Também há informação interessante aqui, especialmente para os alfacinhas... :)


Em relação ao meu fondant, quanto à qualidade, achei muito bom. Agora espero sinceramente é que a minha compra tenha de algum modo contribuído para a justeza do comércio internacional. Será?

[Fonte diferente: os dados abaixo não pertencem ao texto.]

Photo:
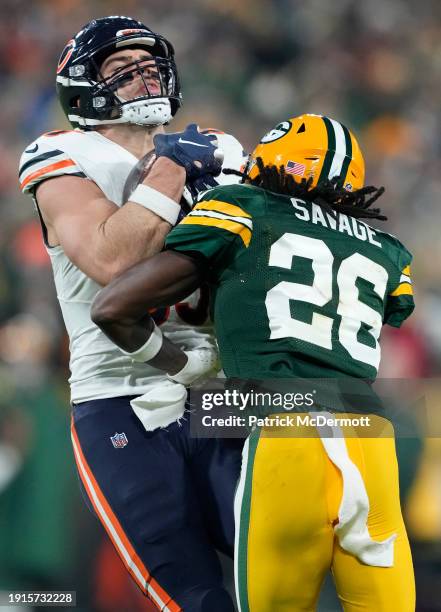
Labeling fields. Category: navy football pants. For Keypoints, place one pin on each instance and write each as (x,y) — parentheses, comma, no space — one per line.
(165,500)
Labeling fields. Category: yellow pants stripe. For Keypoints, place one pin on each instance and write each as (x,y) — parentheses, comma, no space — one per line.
(289,507)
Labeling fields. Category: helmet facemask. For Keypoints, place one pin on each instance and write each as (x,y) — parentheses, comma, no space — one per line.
(137,93)
(145,90)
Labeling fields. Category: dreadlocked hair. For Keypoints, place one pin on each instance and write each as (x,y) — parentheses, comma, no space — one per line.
(328,195)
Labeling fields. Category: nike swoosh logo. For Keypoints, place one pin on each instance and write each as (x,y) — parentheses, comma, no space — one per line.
(195,144)
(32,150)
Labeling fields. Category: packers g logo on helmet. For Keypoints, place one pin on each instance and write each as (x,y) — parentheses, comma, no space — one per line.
(312,146)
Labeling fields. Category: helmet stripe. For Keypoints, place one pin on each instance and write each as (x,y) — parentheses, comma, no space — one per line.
(340,149)
(348,158)
(327,163)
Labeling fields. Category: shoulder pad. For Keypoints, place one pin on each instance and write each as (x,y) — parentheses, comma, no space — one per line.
(45,158)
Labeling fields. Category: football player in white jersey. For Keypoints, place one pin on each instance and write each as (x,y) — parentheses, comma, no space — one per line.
(165,499)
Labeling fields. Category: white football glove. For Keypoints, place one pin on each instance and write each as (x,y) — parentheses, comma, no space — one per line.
(202,363)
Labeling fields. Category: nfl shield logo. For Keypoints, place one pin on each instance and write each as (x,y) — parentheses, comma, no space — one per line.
(119,440)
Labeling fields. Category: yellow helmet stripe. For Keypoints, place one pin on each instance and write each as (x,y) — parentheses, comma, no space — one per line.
(324,174)
(348,156)
(339,153)
(340,149)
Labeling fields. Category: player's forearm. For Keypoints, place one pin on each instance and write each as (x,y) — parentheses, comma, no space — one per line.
(131,235)
(131,336)
(135,232)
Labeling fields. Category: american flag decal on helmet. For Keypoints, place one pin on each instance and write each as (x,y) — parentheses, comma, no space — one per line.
(295,168)
(119,440)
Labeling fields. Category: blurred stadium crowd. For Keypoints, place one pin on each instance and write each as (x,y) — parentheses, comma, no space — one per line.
(244,66)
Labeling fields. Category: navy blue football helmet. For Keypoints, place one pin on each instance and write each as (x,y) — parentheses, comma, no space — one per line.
(88,99)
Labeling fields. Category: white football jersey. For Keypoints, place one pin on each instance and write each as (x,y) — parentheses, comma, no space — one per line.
(98,368)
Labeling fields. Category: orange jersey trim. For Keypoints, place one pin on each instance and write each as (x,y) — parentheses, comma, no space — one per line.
(65,163)
(148,585)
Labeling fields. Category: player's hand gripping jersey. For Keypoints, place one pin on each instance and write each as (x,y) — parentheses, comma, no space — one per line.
(98,368)
(317,287)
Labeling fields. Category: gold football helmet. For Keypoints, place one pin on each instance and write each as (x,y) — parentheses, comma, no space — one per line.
(312,146)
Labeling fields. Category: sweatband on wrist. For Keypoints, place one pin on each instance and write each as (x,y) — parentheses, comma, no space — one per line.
(157,202)
(150,349)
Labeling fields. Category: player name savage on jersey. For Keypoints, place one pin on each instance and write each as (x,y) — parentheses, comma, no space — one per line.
(307,211)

(Mas afinal isto é um post ou uma tese???)



12 comentários:

ameixa seca disse...

O teu post é uma espécie de dissertação e ainda bem. Pelo menos dá para avisar acerca do comércio justo. É bom conhecer os dois lados da medalha...
Como sempre, nada é perfeito e, muitas vezes, é só conto do vigário. Espero sinceramente que exista mesmo um comércio justo e não falo só nos países sub-desenvolvidos. Na Europa, aqui mesmo, há muito trabalhador que merece muita mais justiça, tanto no pagamento como no tratamento que recebe das entidades patronais.
As fotos dos teus miúdos estão o máximo :)

Carolina Andrade disse...

É, comércio justo é coisa que por aqui não existe, pelo menos ainda. Ainda bem que pessoas do bem se preocupam com isso. Belo fondan Beijos

Anónimo disse...

Bem, a sotôra aplicou-se! Já tinham alguns lamirés sobre o assunto, mas gostei dos pormenores...
Por norma não sou pessimista, mas no que respeita a este assunto, penso que muita água há-de correr até haver a justiça aclamada, isto porque hão-de existir sempre os intermediários oportunistas!
E porque, justiça numa sociedade tão injusta, cheira-me a utopia...
Da minha parte, defendo e aplaudo o conceito! :)

Noémia disse...

Minha querida, muito bem dito e analisado.
Na verdade há sempre bons princípios a nortearem grandes ideias, o pior é que o ser humano é imperfeito e há sempre um " caramelo" qualquer que tem que lixar tudo!
Há tanta coisa que o Norte podia fazer pelo Sul, em tantos aspectos...e tantas coisas que deveriamos reaprender ou relembrar com o Sul!
Estes assuntos deixam-me sempre um travozinho de tristeza e impotência, a vocês não?

Marcia disse...

Acho que é um post-tese ou uma tese em forma de post. Muito bom!
Continue e continuarei lendo suas teses ou posts.

Isabel disse...

Aí está um ótimo tema para uma tese! Gostei muito de ler este teu post, levanta questões muito interessantes. Quer dizer então que as empresas aproveitam-se da boa vontade do consumidor europeu e sobrevalorizam um produto que não é tão bom assim, e quem fica com o lucro acaba por ser o comerciante e não o produtor, como sempre!
É muito bom estar informada sobre estes assuntos, para podermos tomar decisões conscientes como consumidores.
Bjs

Ana Luisa Coelho disse...

Oi Claudia

Por aqui ainda não vejo ccomentar sobre comércio justo não!!!
O que se comenta muito é sobre produtos ecologicamente corretos ou orgânicos.
e como vc disse, as vezes tudo tão mais caro, que infelizmente ficamos com o tadicional.
Meu avô materno era agricultor e plantava cebolas..cresci escutando sobre o preço da venda da cebolas, se devia guardá-las mais um pouco, ou vendê-las logo? o drama do melho negócio para o pequenino agricultor.


bjus
ana maria

Ana Maria ( Jeito de Casa ) disse...

oi Claudia
Voltando pra pedir desculpas, pois a conta estava em outro nome e não tinha percebido...

bjus
ana maria

Cláudia Marques disse...

Ana Maria, pensei que o blogger tinha enlouquecido de vez... :)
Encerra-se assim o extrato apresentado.